La reproduction de pièces rares étant rendue possible grâce à l’impression 3D, la fabrication de répliques à bas coût devrait s’intensifier et ainsi permettre de démocratiser l’accès au patrimoine mondial. C’est là une autre façon d’amener le musée chez soi et donc d’en faciliter l’accès.

Télécharger et imprimer en 3D des oeuvres depuis son foyer

Naviguer parmi des centaines de pièces de musée et les imprimer en 3D

Les musées virtuels en ligne se retrouvent également en libre accès sur les plateformes de téléchargement. Des centaines d’oeuvres scannées en 3D sont proposées en libre accès pour être regardées, téléchargées et imprimées en 3D.

Les ressources qui proposent le plus fichiers 3D de musées et de patrimoine culturel sont les suivantes :

Sketchfab – Museums. Plus de 30 musées y proposent leur oeuvres, y compris les célèbres British Museum et The Metropolitan Museum of Art. Ces collections sont également visibles en Réalité Virtuelle grâce à une option dédiée proposée par Sketchfab.

> MyMiniFactory – Scan The World.

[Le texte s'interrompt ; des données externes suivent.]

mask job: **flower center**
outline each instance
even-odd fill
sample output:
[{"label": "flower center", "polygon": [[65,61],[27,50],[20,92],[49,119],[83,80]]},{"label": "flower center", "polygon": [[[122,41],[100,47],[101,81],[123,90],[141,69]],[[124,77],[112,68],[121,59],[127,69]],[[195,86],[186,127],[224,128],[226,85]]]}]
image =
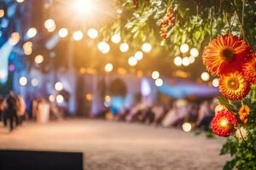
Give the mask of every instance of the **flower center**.
[{"label": "flower center", "polygon": [[222,118],[218,122],[219,126],[226,130],[232,129],[233,125],[226,118]]},{"label": "flower center", "polygon": [[236,78],[232,77],[228,81],[228,87],[233,90],[236,90],[239,88],[239,82]]},{"label": "flower center", "polygon": [[230,48],[225,48],[222,50],[222,58],[224,60],[230,61],[235,55],[234,50]]}]

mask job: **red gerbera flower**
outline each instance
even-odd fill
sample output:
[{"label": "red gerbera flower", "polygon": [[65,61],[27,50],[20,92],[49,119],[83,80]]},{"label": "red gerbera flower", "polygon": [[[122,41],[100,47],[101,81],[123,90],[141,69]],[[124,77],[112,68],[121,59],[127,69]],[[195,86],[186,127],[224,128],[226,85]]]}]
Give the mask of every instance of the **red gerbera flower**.
[{"label": "red gerbera flower", "polygon": [[237,120],[235,115],[227,110],[223,110],[213,117],[211,128],[216,135],[228,137],[231,134],[236,124]]},{"label": "red gerbera flower", "polygon": [[242,66],[242,74],[249,83],[256,84],[256,53],[252,56],[252,60]]},{"label": "red gerbera flower", "polygon": [[202,55],[204,65],[213,75],[241,71],[241,65],[250,57],[251,48],[246,41],[231,34],[212,40]]}]

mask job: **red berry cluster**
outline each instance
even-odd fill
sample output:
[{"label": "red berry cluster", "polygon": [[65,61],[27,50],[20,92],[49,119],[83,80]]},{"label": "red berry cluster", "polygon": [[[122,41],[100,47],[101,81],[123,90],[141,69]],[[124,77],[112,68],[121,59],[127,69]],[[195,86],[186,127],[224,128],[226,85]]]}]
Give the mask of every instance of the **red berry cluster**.
[{"label": "red berry cluster", "polygon": [[167,37],[168,28],[172,28],[175,25],[175,14],[173,8],[170,8],[167,11],[167,14],[163,19],[161,23],[161,28],[160,31],[160,37],[164,39]]}]

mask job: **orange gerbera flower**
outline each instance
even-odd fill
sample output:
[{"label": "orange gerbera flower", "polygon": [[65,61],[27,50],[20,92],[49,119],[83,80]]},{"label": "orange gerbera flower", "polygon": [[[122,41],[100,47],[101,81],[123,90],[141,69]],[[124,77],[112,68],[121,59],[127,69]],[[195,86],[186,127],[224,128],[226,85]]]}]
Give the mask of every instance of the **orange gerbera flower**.
[{"label": "orange gerbera flower", "polygon": [[250,51],[251,48],[243,39],[227,34],[205,47],[203,62],[213,76],[240,71],[250,57]]},{"label": "orange gerbera flower", "polygon": [[219,92],[230,100],[241,99],[250,92],[250,85],[238,71],[221,76],[218,84]]},{"label": "orange gerbera flower", "polygon": [[247,123],[248,121],[248,116],[250,113],[250,108],[247,105],[241,106],[239,110],[239,118],[243,123]]},{"label": "orange gerbera flower", "polygon": [[236,125],[237,120],[235,115],[227,110],[219,111],[211,122],[213,133],[223,137],[230,136]]},{"label": "orange gerbera flower", "polygon": [[252,56],[252,60],[242,66],[242,74],[248,82],[256,84],[256,53]]}]

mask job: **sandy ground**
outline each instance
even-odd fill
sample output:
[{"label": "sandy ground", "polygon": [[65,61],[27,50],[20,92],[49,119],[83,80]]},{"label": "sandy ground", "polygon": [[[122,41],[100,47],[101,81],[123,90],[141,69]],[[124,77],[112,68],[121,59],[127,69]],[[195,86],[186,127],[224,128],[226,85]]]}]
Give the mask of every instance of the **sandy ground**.
[{"label": "sandy ground", "polygon": [[86,170],[218,170],[224,141],[137,123],[69,120],[0,128],[0,149],[83,151]]}]

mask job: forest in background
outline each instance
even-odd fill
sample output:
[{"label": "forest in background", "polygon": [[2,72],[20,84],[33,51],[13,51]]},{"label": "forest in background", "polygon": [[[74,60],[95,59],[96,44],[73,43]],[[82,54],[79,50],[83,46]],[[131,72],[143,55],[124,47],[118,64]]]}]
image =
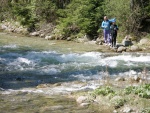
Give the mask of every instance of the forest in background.
[{"label": "forest in background", "polygon": [[98,37],[104,15],[116,18],[119,32],[150,32],[150,0],[1,0],[0,21],[16,21],[29,32],[51,23],[61,37]]}]

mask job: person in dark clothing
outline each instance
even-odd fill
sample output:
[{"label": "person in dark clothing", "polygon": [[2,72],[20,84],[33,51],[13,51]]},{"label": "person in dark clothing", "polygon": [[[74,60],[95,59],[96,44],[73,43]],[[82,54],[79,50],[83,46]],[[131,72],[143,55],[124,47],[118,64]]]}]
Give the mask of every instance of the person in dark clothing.
[{"label": "person in dark clothing", "polygon": [[116,22],[112,22],[111,26],[110,26],[110,34],[111,34],[111,46],[112,47],[116,47],[116,38],[117,38],[117,31],[118,31],[118,26],[116,25]]}]

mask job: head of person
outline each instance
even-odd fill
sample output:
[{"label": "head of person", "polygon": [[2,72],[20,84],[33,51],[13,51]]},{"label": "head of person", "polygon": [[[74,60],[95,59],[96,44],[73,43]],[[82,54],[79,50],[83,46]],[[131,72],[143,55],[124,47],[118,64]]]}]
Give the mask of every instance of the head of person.
[{"label": "head of person", "polygon": [[112,24],[113,24],[113,25],[115,25],[115,24],[116,24],[116,22],[114,21],[114,22],[112,22]]},{"label": "head of person", "polygon": [[104,21],[107,21],[107,20],[108,20],[107,16],[104,16]]}]

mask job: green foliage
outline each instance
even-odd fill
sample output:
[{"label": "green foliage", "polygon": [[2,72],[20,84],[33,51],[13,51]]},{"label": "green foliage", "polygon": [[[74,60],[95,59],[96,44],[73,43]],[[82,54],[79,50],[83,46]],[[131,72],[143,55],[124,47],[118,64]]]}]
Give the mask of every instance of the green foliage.
[{"label": "green foliage", "polygon": [[125,104],[126,100],[123,98],[114,99],[112,101],[113,106],[117,109]]},{"label": "green foliage", "polygon": [[73,0],[65,9],[66,17],[60,18],[58,29],[64,36],[97,35],[103,17],[102,3],[103,0]]},{"label": "green foliage", "polygon": [[103,9],[108,18],[116,18],[119,30],[128,30],[128,19],[131,14],[129,0],[105,0]]},{"label": "green foliage", "polygon": [[125,94],[136,94],[142,98],[150,99],[150,84],[145,84],[141,86],[129,86],[124,89]]},{"label": "green foliage", "polygon": [[150,107],[141,110],[141,113],[150,113]]},{"label": "green foliage", "polygon": [[111,88],[111,87],[102,87],[102,88],[97,88],[94,93],[96,95],[103,95],[103,96],[106,96],[106,95],[109,95],[109,94],[115,94],[115,91]]},{"label": "green foliage", "polygon": [[29,31],[35,29],[35,24],[38,22],[38,18],[34,13],[34,7],[27,3],[12,3],[12,12],[14,18],[18,20],[21,25],[27,26]]}]

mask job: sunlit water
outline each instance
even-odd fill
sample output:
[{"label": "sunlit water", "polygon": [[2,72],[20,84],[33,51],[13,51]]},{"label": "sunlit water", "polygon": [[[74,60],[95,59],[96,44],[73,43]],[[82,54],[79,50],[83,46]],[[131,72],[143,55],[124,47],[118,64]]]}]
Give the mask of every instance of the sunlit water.
[{"label": "sunlit water", "polygon": [[[98,80],[106,71],[113,77],[129,75],[131,70],[140,73],[144,67],[150,69],[149,53],[80,53],[72,51],[73,45],[67,47],[69,52],[66,52],[53,42],[49,44],[51,49],[33,49],[32,45],[8,42],[0,45],[0,87],[5,90],[3,94],[15,90],[30,92],[31,89],[25,88],[35,88],[39,84]],[[73,88],[79,87],[65,86],[66,90]],[[54,90],[63,91],[64,87],[33,92],[50,94]]]}]

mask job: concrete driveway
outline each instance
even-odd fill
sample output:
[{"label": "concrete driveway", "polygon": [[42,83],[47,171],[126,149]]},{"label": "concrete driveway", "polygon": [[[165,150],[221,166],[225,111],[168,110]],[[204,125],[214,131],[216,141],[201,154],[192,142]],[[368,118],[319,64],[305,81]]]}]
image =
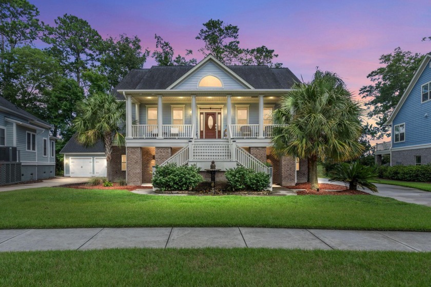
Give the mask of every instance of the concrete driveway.
[{"label": "concrete driveway", "polygon": [[[319,182],[344,185],[343,182],[340,181],[330,182],[326,178],[319,178]],[[368,189],[362,189],[360,188],[360,190],[363,190],[366,193],[377,196],[390,197],[400,201],[431,206],[431,192],[410,187],[398,186],[398,185],[382,184],[381,183],[375,183],[375,184],[377,186],[377,189],[379,190],[378,193],[373,193]]]},{"label": "concrete driveway", "polygon": [[63,184],[70,184],[71,183],[80,183],[88,181],[90,178],[88,177],[57,177],[51,179],[45,179],[42,182],[37,182],[36,183],[0,186],[0,192],[19,190],[19,189],[34,188],[36,187],[50,187],[52,186],[63,185]]}]

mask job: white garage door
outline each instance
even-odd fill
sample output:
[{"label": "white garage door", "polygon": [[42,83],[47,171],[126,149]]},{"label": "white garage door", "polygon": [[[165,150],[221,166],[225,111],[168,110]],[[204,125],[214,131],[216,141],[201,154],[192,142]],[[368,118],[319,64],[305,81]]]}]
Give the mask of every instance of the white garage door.
[{"label": "white garage door", "polygon": [[96,177],[106,176],[106,158],[96,158],[94,171]]},{"label": "white garage door", "polygon": [[71,158],[71,177],[91,177],[93,162],[91,158]]}]

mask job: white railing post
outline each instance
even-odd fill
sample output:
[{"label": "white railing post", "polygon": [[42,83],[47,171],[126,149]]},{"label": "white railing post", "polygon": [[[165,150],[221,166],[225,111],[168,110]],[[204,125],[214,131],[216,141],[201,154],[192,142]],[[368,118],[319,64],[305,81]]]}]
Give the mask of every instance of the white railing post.
[{"label": "white railing post", "polygon": [[259,125],[258,139],[263,139],[263,95],[259,95]]}]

Des milliers de fichiers 3D garantis directement imprimables en 3D. Ces fichiers sont issus de scans 3D d’objets, d’oeuvres et de collections présents partout dans le monde.

> African Fossils. Des scans 3D haute résolution de fossiles classées par période temporelle et type (humanoides, animaux, outils). En plus de l’endroit précis où ils ont été découverts le site renseign également sur l’histoire du fossile. Une ressource éducative gratuite puissante et complète sur le sujet.

> MorphoSource. MorphoSource est un projet qui vise à permettre aux chercheurs d’organiser en ligne leurs ressources 3D et de les mettre à disposition de leurs collègues. Les formats disponibles incluent notamment tiff, dicom, stanford ply, et stl. Il est possible de naviguer les fichiers 3D en triant par Institution, Taxonomie, Bibliographie et Projet.

Exemple : Le musée Ninive de Mossoul

L’artiste iranienne Morehshin Allahyari s’est engagée dans la reproduction en 3D des sculptures millénaires détruites au Musée Ninive de Mossoul par les djihadistes de Daech.

Accompagnée dans ses recherches par des experts universitaires américains et iraniens, elle a redessiné en trois dimensions les sculptures qui avaient été détruites.

Son travail s’est appuyé sur la documentation restante des œuvres millénaires irakiennes.

L’artiste entend proposer ces fichiers de façon libre et accompagnés d’une série de textes originaux, afin que chacun puisse les imprimer en 3D chez soi, histoire que les œuvres perdurent encore à travers les siècles…

Reproduction grâce à l'impression 3D du Roi Uthal. Crédits : Morehshin Allahyari.

Reproduction grâce à l’impression 3D du Roi Uthal. Crédits : Morehshin Allahyari.